By Sarah Mac Donald - 28 November, 2013
It is “very appropriate” that the life’s work of missionaries, who have given over 40 years in selfless work in many different countries, often in extremely difficult and challenging circumstances, should be publicly acknowledged, Sabina Higgins said on Wednesday.
Speaking at the inaugural awards ceremony for returned missionaries who have served overseas for more than four decades, President Michael D Higgins’s wife hailed Irish missionaries’ “great and well-earned reputation”.
Addressing 220 returned missionaries at Dublin’s City Hall, Mrs Higgins commended their work around the world in the fields of education, medicine and development work as something of which Ireland can be “truly proud”.
In her keynote address, Sabina Higgins told the assembled group, many of whom were in their 70s and 80s and even some who were in their 90s, that Irish missionaries were “known in particular for the respect that they displayed towards the people they lived among and their culture.”
Besides catering for spiritual needs, she said at the heart of their work was a desire for social justice and to improve the lives of the poor and marginalised, and demand their legal, social and political rights.
“We are pleased that we used to be called the Island of Saints and Scholars.
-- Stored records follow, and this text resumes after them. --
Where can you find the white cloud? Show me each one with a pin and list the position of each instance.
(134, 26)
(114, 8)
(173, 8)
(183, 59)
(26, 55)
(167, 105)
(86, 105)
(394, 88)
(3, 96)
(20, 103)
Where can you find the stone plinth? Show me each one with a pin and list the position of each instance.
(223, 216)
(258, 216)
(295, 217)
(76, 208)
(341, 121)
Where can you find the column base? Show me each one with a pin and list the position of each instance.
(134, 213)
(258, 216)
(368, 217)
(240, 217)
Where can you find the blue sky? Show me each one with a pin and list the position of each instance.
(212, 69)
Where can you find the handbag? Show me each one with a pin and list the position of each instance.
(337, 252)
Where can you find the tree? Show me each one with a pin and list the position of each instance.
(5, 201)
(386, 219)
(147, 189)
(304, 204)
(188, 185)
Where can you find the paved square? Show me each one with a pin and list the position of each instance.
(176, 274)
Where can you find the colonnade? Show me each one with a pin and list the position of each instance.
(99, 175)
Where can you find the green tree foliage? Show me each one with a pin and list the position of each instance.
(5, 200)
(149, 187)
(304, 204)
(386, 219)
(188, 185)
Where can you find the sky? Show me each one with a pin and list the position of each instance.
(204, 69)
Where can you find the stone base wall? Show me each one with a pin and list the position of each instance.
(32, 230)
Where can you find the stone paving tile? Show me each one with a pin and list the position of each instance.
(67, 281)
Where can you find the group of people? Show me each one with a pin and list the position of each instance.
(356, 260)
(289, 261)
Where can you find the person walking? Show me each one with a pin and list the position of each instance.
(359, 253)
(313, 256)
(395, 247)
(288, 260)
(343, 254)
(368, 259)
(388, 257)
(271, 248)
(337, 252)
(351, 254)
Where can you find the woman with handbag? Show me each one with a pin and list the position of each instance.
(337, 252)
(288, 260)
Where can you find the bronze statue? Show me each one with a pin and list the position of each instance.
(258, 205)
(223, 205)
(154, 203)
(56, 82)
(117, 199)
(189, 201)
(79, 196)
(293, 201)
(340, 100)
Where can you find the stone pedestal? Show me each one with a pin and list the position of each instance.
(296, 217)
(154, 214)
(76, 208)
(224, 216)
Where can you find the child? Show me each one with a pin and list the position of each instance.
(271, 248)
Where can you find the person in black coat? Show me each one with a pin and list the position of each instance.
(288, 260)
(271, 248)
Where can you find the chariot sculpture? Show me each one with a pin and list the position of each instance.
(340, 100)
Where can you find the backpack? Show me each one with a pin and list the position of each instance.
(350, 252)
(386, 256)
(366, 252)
For over a thousand years Ireland has produced extraordinary individuals who have travelled the world as missionaries, seeking to improve the lives of people through attending to their spiritual social education and health needs.”
She noted that 2015 would see Ireland celebrate the 1400th anniversary of St Columbanus’ “great mission through Europe.”
During the ceremony, each of the returned missionaries was presented with a special medal to mark their milestone, while Fr Michael Corcoran, President of the Irish Missionary Union, described them as “gentle irritants” who challenged those who exploited the weak.
Elsewhere in her address, Mrs Higgins said Irish missionaries were the pioneers in development cooperation, predating Ireland’s aid programme and deeply influencing its values.
Recalling life in Co Galway when she was growing up, she said missions and missionaries were always an important part of her household, as was typical of many households in Ireland.
“I remember delivering copies of missionary magazines such as the Far East and others in our neighbourhood,” and “one of the trimmings after the rosary included prayers for the foreign missions, which finished with the prayer: ‘St Teresa of the Child Jesus, pray for the foreign missions.’”
Mrs Higgins’ father had 11 sisters, three of whom became nuns, while nine of her first cousins became priests and nuns.
She paid tribute to her brother, Fr Paddy Coyne, who served as a Holy Ghost priest in Kenya, while her sister, Margaret, joined the Daughters of Charity of St Vincent de Paul and set up eye and polio clinics in Ethiopia.
“Having a religious vocation and going abroad was something that linked one generation to another in many families,” she told the assembled guests in City Hall.
Elsewhere, she acknowledged that Irish Missionaries “great and well-earned reputation overseas” was due to the “respect that they displayed both towards the people they lived amongst and their culture.”
Irish people, perhaps, have a special understanding, having shared the experience of being colonised, and carry a memory of famine, marginalisation and oppression. “They can easily identify with the needs of the often marginalised or neglected groups they live among,” she said.
Mrs Higgins concluded her address by saying that the men and women “who we are here to honour and acknowledge, have each dedicated a lifetime to serve the communities they joined.”
“They shared intimately in the lives of the people they served, their immersion was total. It is important that we express our appreciation and gratitude to them for their selfless endeavour and achievement both in their contribution abroad and at home, and for the great example they have provided, and for the vision they have shared.”
One of the oldest missionaries present for the ceremony was 92-year-old Sr Margarita Burke who spent 53 years teaching Maths and English in Kenya. “I loved every moment of it. I did get malaria and all the usual things – but I survived,” she told the CatholicIreland.net
“I was sent back by the doctor because my eyes are gone – I have got macular degeneration,” she explained. The Dublin-born nun described missionary life as “challenging” and said it required perseverance but was worth it. Now living at a convent in Dalkey, she described the Kenyans as “a wonderful people. I miss them – but this is home.”
Now part of the Spiritan community attached to Rockwell College in his native Tipperary, he went overseas in 1968. Over his 45 years abroad he served in Sierra Leone, a country which is preparing to celebrate 150 years of Spiritan presence shortly, as well as Papua New Guinea and then Australia with the aboriginal people.
He told CatholicIreland.net that his ministry was pastoral. “Most of my work was getting them to appreciate their own culture, adapting it to the liturgy and then development work such as building roads and getting water to villages,” he explained.
Asked if he was shell shocked by the Ireland he has just returned to, he responded, “Not really. I love my Ireland and I always kept in touch. The weather is wonderful from my point of view – I feel very much alive. I love the multiculturalism because I am used to that. I can see a lot of selfishness in the modern Ireland but there is still the genuineness there and I love it.”